The policy shift was described by AP as a “vast expansion” of the Trump administration’s enhanced screening of people wanting to enter the U.S. Immigration advocates have decried the move as a potential impingement on privacy and First Amendment rights.
Previously, only a select number of visa applicants who’d been singled out for additional scrutiny had been required to submit their social media, email and phone number histories, AP noted. Under the new policy, however, only applicants for certain diplomatic and official visa types will be exempted from this requirement.

2 June
Shutdowns, emergencies and tariffs: Trump’s frenetic immigration approach has become central to his 2020 bid
(WaPo) As Democratic presidential candidates have put out fresh policy proposals this year on a host of issues including education, child care, housing, climate change, student loan debt, taxes and inequality, President Trump has put forward new ideas at much the same clip.

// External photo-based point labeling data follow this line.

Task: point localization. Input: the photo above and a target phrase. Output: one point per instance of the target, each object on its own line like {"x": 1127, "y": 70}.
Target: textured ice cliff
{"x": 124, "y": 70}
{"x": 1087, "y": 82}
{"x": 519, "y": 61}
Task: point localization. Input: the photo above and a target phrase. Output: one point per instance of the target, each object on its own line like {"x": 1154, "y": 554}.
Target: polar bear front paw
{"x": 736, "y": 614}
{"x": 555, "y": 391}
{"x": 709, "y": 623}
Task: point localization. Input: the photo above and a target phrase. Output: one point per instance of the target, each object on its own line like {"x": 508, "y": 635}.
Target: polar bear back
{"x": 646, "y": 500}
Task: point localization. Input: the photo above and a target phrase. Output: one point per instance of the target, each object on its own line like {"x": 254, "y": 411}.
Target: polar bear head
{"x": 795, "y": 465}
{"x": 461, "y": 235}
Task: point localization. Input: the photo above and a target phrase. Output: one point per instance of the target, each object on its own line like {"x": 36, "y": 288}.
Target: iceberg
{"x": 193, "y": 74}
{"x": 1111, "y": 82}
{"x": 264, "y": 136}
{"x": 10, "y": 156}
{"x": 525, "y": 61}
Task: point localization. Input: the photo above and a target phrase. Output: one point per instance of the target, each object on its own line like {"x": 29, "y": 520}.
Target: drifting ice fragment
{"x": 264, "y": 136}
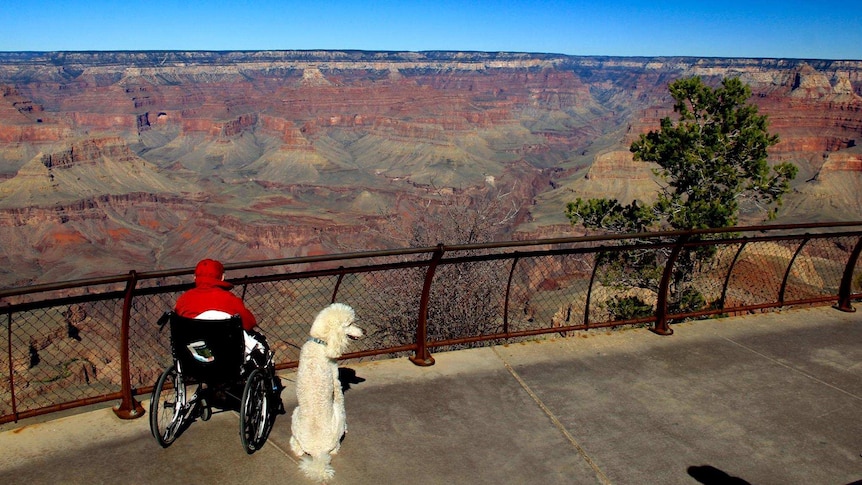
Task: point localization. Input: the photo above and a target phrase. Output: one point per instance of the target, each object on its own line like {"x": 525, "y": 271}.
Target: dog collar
{"x": 317, "y": 341}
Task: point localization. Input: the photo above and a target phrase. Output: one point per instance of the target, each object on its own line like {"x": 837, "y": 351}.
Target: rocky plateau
{"x": 111, "y": 161}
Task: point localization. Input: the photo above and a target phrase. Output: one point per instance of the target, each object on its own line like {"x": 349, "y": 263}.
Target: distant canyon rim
{"x": 111, "y": 161}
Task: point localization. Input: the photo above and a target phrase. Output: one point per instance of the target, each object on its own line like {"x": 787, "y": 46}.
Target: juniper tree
{"x": 712, "y": 160}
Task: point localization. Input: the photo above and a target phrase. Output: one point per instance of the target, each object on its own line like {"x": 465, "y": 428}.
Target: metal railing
{"x": 89, "y": 341}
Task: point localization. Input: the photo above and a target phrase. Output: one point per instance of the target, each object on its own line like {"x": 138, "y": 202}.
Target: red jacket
{"x": 212, "y": 294}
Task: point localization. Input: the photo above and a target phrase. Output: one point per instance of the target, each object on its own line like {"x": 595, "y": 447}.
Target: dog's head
{"x": 334, "y": 325}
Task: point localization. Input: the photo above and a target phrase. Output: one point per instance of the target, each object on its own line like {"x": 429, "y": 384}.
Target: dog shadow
{"x": 348, "y": 376}
{"x": 709, "y": 475}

They just happen to be almost exclusively about one issue: immigration.
Trump has shut down the government, declared a national emergency over his proposed border wall, threatened to close the U.S.-Mexico border, cut off funding for Northern Triangle countries, sent additional troops to the border, fired his top immigration officials, selected an immigration “czar,” pitched an overhaul of the legal immigration system and called for releasing immigrant detainees into so-called sanctuary cities.
On Thursday, he ratcheted up the pressure again by threatening to slap tariffs as high as 25 percent on all goods imported from Mexico — a move that risks harming the economy and undermining a trade deal he had been championing as a potential legislative achievement under divided government. … [he] announced that he would place a 5 percent tariff starting June 10 on all goods coming into the United States from Mexico, a move that would affect millions of products, including cars, produce and equipment. Trump said the tariffs would increase by five percentage points each month until Mexico stopped migrants from entering the United States. … business leaders, free-market conservatives and some Republican lawmakers warned that Americans ultimately will pay the price.